FridaysForFuture vs Pegida

Berichten die Medien vielleicht einfach stärker über das Thema der Grünen – den Klimawandel? Eine Bewegung, die gegen die Klimakrise kämpft, ohne zu einer Partei zu gehören ist FridaysForFuture.  Jeden Freitag (auch wenn Ferien sind!) demonstrieren Schüler*innen für eine konsequentere Klimapolitik. Berichten „die Medien“ nur noch über sie und „pushen“ ihre Agenda? Ganz und gar nicht. Vergleichen wir das doch mit den rassistischen Pegida-Demonstrationen.

Einige Wochen lang im Jahr 2015 machten Berichte über die „Pegida“ sogar 4% aller Artikel aus. In dieser Zeit erreichte die größte Pegida-Demo 25.000 TeilnehmerInnen. Im Vergleich dazu demonstrierten letzte Woche in Aachen bei FridaysForFuture laut Veranstalter 40.000 Menschen. Am 15. März sollen bundesweit sogar 300.000 auf der Straße gewesen sein. Die Spitzen der Berichterstattung über Pegida korrelieren in etwa mit der Teilnehmeranzahl.

Das heißt, dass die Berichterstattung über die Pegida Ende 2016 in etwa so viel Berichterstattung erhalten hat wie heute FridaysForFuture, die etwa auf 1% aller Berichte kommt. Also etwa 8000 Teilnehmer der Pegida im Vergleich zu 300.000 Schüler*innen bei FridaysForFuture. Ein rechter Demoteilnehmer erzeugt demnach 37-mal so viel mediale Aufmerksamkeit wie ein „grüner“ Schüler.

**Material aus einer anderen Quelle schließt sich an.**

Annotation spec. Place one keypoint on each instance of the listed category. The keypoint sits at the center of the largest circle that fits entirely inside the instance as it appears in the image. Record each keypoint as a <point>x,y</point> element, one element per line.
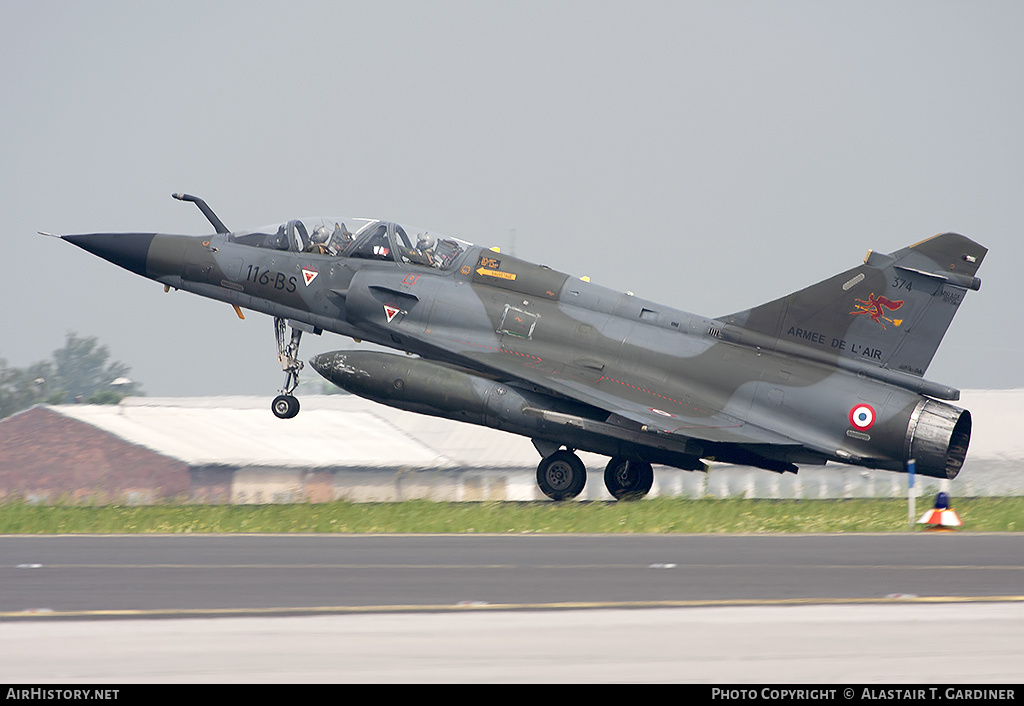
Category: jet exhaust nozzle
<point>937,439</point>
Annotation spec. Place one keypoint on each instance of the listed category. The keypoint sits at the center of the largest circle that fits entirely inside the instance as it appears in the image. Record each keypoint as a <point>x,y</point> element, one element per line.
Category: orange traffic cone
<point>941,517</point>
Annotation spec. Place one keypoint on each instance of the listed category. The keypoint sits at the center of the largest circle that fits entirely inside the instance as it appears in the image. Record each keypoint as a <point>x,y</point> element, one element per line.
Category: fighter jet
<point>833,372</point>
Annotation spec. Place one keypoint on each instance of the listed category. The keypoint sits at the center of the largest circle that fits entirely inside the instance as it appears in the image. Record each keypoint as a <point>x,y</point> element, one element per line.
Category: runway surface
<point>668,608</point>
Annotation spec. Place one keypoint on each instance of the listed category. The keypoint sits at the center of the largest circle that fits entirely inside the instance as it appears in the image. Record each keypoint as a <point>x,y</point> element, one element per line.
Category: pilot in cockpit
<point>425,244</point>
<point>321,242</point>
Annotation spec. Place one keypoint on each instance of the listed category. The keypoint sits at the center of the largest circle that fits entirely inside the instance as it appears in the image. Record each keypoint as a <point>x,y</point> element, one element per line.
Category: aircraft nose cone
<point>128,250</point>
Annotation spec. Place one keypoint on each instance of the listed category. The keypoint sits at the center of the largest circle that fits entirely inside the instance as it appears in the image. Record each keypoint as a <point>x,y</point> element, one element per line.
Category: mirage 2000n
<point>833,372</point>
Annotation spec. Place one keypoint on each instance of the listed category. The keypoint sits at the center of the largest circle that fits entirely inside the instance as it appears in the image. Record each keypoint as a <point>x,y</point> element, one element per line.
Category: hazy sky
<point>707,155</point>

Grüne berichterstattung… wirklich…?

Anhand dieser Daten müsste man sogar eher die Schlussfolgerung ziehen, dass es eine .. was? blau/schwarze „Mainstream-Presse“ gäbe oder? Aber so einfach ist die Welt nicht. Vorurteile spielen natürlich eine Rolle, ob sie sich bewusst oder unbewusst manifestieren. Aber das gilt für „linke“ Journalist*innen genau so wie für konservative VerlegerInnen, die die Ausrichtung ihrer Zeitung festlegen. Andere Faktoren sind kommerzieller Natur – Was wollen die Leute eher lesen? Was bringt interessantere Schlagzeilen?

Besonders wenn tausende Bots und Fake Accounts ein Thema besonders pushen, schaffen sie wirtschaftliche Anreize, mehr über diese Themen zu berichten. In Zeiten, in denen Print-Abos aussterben und kostenloser Clickbait-Journalismus sich an die Algorithmen von Suchmaschinen anpassen muss spielen andere Faktoren wichtige Rollen, nicht nur die politische Ausrichtung des Autors oder der Autorin. Insbesondere sogar das Gegenteil ist der Fall: Viele haben eben diesen Anspruch, eben nicht den Anschein zu erwecken, Vorurteile zu haben. Und dabei überkompensieren sie und fallen auf einen „false balance“ herein.

Um sich keine Vorwürfe anhören zu müssen, haben viele Medien die Lügen der AfD über den Magnitz-Angriff berichtet, und am Ende sogar öfter als über den Mord an Lübcke. Um nicht voreingenommen zu wirken, werden AfD-PolitikerInnen regelmäßig zu Talkshows und Interviews eingeladen. Und der eigene Anspruch, „neutral“ zu berichten, führt dazu, dass am Ende öfter über die AfD, Pegida und Magnitz berichtet wird als über vergleichbare Themen. „Rechte“ Themen dominieren eigentlich sogar die Presse.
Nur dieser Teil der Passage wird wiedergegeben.